For the Citypersons, we take all 3000 images in train set for training, and use the annotated bounding-boxes in a similar way as Caltech. Quantitative results are listed in Table 2. Since the dataset consists more crowded scenes, it can be seen that MRF acts as a more important role, and the best result is achieved in the heavy occlusion case. Interestingly, TLL alone surpasses [38] when people are occluded from each other heavily, which is the case [38] proposed to solve with. Results in Table 2 demonstrate that it is better to provide less ambiguous information to classifiers instead of improving classifiers themselves.

Fig. 8.
figure 8

Visualization examples of the multi-frame feature aggregation effect. Red bounding boxes indicate the enhanced high-activated feature locations. (Color figure online)

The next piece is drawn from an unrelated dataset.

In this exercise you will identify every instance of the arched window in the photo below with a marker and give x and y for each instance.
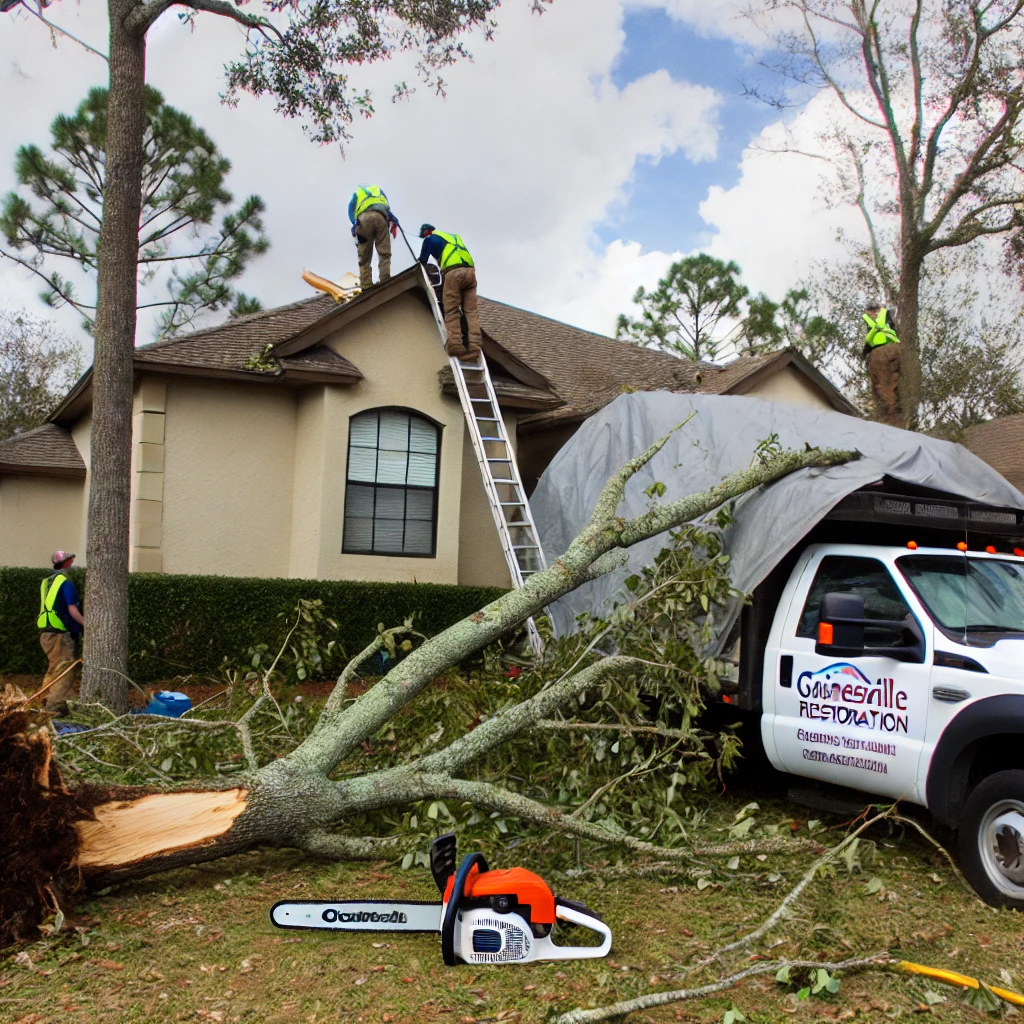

5.3 Multi-frame Feature Aggregation

Large feature channels in FCN will greatly increase the feature dimensions, bringing issues of computational overhead and memory consumption. To address this issue, we convert the multi-layer features before Conv-LSTM, down to 256 channels by using a 1 \(\times \) 1 convolutional transform. This operation is similar as the bottleneck structure in [29], but more efficient. After that, Conv-LSTM layers with 256 channels are inserted into the single-shot TLL network. We try to incrementally stack Conv-LSTM layers to the network, however, due to difficulties in training multiple RNNs, experiments show that stacking two or more Conv-LSTMs is not beneficial. We unroll the Conv-LSTM to 5 time steps in consideration of the memory limitation and train the network with GT of each sampled frames.

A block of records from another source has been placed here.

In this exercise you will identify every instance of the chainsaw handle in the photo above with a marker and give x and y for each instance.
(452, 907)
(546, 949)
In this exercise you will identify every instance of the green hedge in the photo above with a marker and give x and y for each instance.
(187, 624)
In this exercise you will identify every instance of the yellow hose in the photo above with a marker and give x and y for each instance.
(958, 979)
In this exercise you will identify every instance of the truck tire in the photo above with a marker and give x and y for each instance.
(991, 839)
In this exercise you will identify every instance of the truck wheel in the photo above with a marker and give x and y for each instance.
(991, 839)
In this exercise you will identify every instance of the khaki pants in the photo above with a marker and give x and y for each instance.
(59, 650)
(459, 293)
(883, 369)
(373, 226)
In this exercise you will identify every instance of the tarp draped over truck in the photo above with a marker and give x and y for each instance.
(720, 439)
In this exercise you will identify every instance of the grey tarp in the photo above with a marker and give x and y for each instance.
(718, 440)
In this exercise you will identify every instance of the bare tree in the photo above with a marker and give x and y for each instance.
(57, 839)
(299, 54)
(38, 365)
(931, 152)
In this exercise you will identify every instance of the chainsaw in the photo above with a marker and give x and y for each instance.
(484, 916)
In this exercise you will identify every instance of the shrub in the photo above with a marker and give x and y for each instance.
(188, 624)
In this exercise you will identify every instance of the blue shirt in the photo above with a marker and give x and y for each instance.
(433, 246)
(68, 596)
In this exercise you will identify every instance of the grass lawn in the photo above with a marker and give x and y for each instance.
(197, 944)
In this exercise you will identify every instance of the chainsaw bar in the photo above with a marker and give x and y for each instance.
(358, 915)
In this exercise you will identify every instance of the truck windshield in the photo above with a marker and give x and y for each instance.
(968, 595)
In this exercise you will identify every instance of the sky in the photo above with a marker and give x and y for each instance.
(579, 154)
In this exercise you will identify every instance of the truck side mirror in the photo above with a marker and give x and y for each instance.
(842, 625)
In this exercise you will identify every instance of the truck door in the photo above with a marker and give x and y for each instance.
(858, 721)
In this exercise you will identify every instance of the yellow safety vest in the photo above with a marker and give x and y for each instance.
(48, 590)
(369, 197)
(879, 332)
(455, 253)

Figure 8 illustrates the effect of multi-frame feature aggregation. Columns from left to right are the original image in Caltech test set, the prediction map of topological link edge confidence by single-shot network, and the one by Conv-LSTM based feature aggregation from adjacent frames. It can be seen that for some instances with defocus, blurred boundary and extremely tiny scale, the output feature activations from single-shot network are feeble, or even disappeared. In contrast, Conv-LSTM effectively aggregates the adjacent frame information to the reference frame, resulted in more high-activated features, which benefits the detection of small-scale objects. Quantitative result of the RNN based TLL is listed in Table 1. Figure 9 illustrates MR–FPPI curves for different scales objects together with best performance benchmarks on the Caltech standard image test set. We also list the result of our TLL combined with FGFA [27]. Compared with FGFA, RNN based aggregation propagates temporal information in a hidden strategy, which allows the network to transfer feature from nearby frames in a more self-driven way, and improves the comprehensive performance more significantly.

Fig. 9.
figure 9

Comparison of our proposed TLL approach with some state-of-the-art methods on the Caltech dataset under Near, Middle, and Far evaluation protocols.

6 Conclusions

In this work, we design a FCN based network to locate the somatic topological line for detecting multi-scale pedestrian instances while introduce a post-processing scheme based on MRF to eliminate ambiguities in occlusion cases. A temporal feature aggregation scheme is integrated to propagate temporal cues across frames and further improves the detection performance. From this work we conclude that: (1) problem itself may reside in the very origin of learning pipeline and it is more appropriate to provide more discriminative and less ambiguous information other than to just feed more information for achieving a better classifier. (2) One should abstract annotations with a more representative methodology. We hope it can inspire more works that focus on intrinsically solving with generic small-scale objects and heavily occlusion scenes.